For @karpathy's autoresearch the metric was validation bits per byte, measured from a 5 minute LLM training run. He gives agents an easy way to execute that run and has them run overnight, continuously optimizing for his metric. The overnight result is captured here:

Autoresearch progress chart

Feedback loops like this are extremely powerful. And they generalize easily to other domains. KernelFactory was a recent project of mine that used a feedback loop with agents in a similar way: https://x.com/bertcmiller/status/2024559931479773271

There the core task for agents was to optimize a kernel with no human intervention. The feedback loop looked like this:

Come up with a hypothesis on what is limiting the kernel's performance (often agents would write scripts to help their analysis)
Make a change based off of that hypothesis
Run a test to see if the kernel is correct and if the change improved performance
If the kernel is correct and faster, keep the change. If not, discard it.
Go back to 1 and loop again.

Over many iterations of this feedback loop agents created optimization after optimization until I stopped their progress at around 100x improvement from where they started:

KernelFactory improvement chart

At the core KernelFactory works very similar to autoresearch. It differs mostly in problem domain and that KernelFactory is built to have many agents run in parallel and no human intervention end-to-end. As a result it can be scaled up a lot more, leading to better results and more sustained effort over long periods of time. It's not hard to imagine autoresearch having this, indeed I shipped a basic proof-of-concept myself: https://x.com/bertcmiller/status/2030641691560911251

Part of what's powerful about having many agents is that they can explore many different paths. For problems with an unclear path forward this makes it faster to make progress and helps prevent getting stuck in local optima. One agent might exploit a branch of optimization that is promising immediately but ends in a dead end, while another explores a path that doesn't immediately pay off but does lead to sustained progress.

A final thing about the power of agents and feedback loops is that they don't need to one shot the task. If they fail the first time, or even the first 50 times in a row, they can simply start over and try again with something different. Agents just need to have a non-zero hit rate of improving against your benchmark. Then, with enough iterations, you will get progress. Obviously this isn't economical everywhere, but for fields where marginal improvements matter a lot it is super powerful.

It is not hard to see how agents optimizing in clear feedback loops like this can apply to many, many other domains. Off the top of my head: performance engineering, ML infra, security (see: @paradigm / @openai work), etc stand out in pure software. All of these have strong feedback loops where correctness is verifiable, progress is measurable, and small improvements matter a lot.

The holy grail of the industry is AI r&d itself because improvements can compound recursively. It seems that we're at the beginnings of this with things like autoresearch, AlphaEvolve improving AI training and inference, and so on.

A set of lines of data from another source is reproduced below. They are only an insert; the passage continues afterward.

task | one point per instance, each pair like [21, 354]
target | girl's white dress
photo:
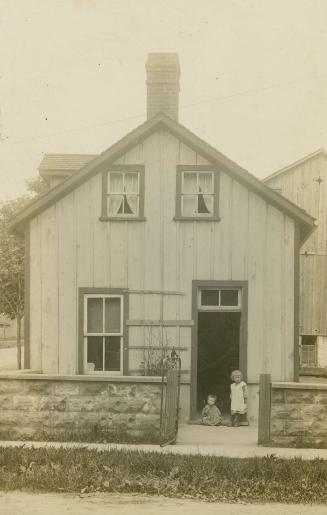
[238, 397]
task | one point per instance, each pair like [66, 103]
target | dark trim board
[27, 298]
[296, 360]
[104, 291]
[243, 330]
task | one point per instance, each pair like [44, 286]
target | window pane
[114, 204]
[95, 353]
[112, 315]
[205, 204]
[115, 182]
[209, 297]
[229, 298]
[131, 205]
[206, 182]
[112, 353]
[94, 315]
[189, 182]
[189, 205]
[131, 182]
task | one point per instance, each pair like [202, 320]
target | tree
[12, 269]
[12, 253]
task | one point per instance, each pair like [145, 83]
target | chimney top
[163, 74]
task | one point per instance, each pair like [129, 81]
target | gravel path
[13, 503]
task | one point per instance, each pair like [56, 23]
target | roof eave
[139, 134]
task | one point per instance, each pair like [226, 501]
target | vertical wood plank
[36, 303]
[50, 298]
[264, 409]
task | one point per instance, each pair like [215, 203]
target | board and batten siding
[306, 185]
[71, 248]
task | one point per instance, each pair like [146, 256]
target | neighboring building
[161, 241]
[305, 183]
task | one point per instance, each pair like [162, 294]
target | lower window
[103, 333]
[308, 351]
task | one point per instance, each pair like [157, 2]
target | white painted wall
[71, 248]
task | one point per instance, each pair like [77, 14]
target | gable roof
[63, 164]
[186, 136]
[320, 151]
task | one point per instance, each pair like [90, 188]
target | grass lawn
[201, 477]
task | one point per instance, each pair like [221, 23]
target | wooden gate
[171, 379]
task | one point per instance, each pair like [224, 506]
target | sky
[72, 77]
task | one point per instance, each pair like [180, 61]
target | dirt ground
[12, 503]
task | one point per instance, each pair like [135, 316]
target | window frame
[105, 216]
[180, 169]
[305, 352]
[219, 307]
[85, 293]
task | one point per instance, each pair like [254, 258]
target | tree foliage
[12, 254]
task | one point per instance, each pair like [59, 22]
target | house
[161, 242]
[305, 183]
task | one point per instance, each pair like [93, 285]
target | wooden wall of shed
[71, 248]
[306, 185]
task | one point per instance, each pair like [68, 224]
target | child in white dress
[239, 396]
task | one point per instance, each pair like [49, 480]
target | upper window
[197, 193]
[220, 299]
[123, 193]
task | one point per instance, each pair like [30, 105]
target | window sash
[103, 297]
[125, 193]
[220, 306]
[103, 334]
[197, 192]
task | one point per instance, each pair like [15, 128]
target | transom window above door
[197, 193]
[103, 333]
[123, 193]
[220, 299]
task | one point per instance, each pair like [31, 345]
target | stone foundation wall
[79, 408]
[299, 415]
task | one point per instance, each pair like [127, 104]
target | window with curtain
[123, 193]
[197, 193]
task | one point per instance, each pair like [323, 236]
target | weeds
[210, 478]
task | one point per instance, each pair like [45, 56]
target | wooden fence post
[264, 409]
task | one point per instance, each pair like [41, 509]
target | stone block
[122, 389]
[51, 403]
[276, 427]
[38, 387]
[298, 427]
[6, 402]
[11, 386]
[299, 396]
[122, 421]
[284, 411]
[151, 408]
[65, 388]
[277, 396]
[147, 422]
[320, 397]
[19, 419]
[93, 388]
[63, 420]
[25, 402]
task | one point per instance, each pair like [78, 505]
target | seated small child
[211, 415]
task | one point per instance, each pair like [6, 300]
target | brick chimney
[163, 73]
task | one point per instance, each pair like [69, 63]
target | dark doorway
[218, 355]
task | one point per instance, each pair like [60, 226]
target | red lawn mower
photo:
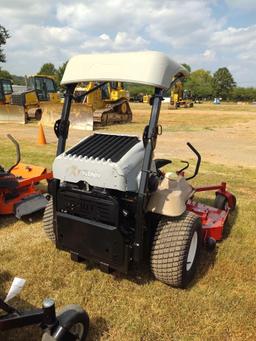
[19, 192]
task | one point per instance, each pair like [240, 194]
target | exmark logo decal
[77, 173]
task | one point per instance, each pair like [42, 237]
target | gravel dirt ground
[222, 136]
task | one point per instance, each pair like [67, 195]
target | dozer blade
[12, 113]
[81, 116]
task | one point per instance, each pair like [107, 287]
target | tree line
[201, 84]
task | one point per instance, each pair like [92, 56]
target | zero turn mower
[111, 203]
[19, 192]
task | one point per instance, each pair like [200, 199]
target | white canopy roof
[148, 67]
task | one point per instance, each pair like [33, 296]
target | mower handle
[198, 161]
[10, 137]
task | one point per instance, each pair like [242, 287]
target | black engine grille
[111, 147]
[91, 206]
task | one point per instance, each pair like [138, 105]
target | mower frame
[149, 138]
[84, 236]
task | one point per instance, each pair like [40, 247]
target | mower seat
[8, 181]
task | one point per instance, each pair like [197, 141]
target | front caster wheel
[73, 325]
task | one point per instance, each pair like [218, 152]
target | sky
[206, 34]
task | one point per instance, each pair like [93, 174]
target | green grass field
[220, 304]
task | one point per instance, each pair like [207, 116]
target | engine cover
[103, 160]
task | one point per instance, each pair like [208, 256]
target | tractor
[111, 202]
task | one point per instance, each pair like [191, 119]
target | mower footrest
[30, 205]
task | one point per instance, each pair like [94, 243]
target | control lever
[198, 161]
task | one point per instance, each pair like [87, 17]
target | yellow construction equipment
[17, 107]
[106, 105]
[109, 103]
[41, 101]
[21, 106]
[179, 97]
[146, 98]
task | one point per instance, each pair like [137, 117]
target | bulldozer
[107, 104]
[22, 106]
[180, 97]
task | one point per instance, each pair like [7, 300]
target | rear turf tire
[176, 248]
[48, 221]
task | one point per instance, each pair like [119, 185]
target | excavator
[179, 97]
[42, 101]
[106, 105]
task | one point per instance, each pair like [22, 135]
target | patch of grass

Relatedly, doing r&d in other scientific fields like biology or physics would also be extremely valuable. I would argue that the first task is figuring out how to get a good feedback loop going. That is much harder to do in the real world. That is why things like automated wet labs are interesting: because they let agents run many, many experiments and keep iterating based on what works.

You can imagine something like this in physics too. And perhaps there's a lot of progress to be made without even needing a bridge to the physical world at all, as there already exists a lot of open source data to iterate on (e.g. galaxy images).

If you can get the feedback loop right then progress can come from applying compute to it. You set up the environment, summon a swam of agents, and they hill climb for you. So the pertinent questions are: what is the metric that you are optimizing for? And what is the feedback loop your agents?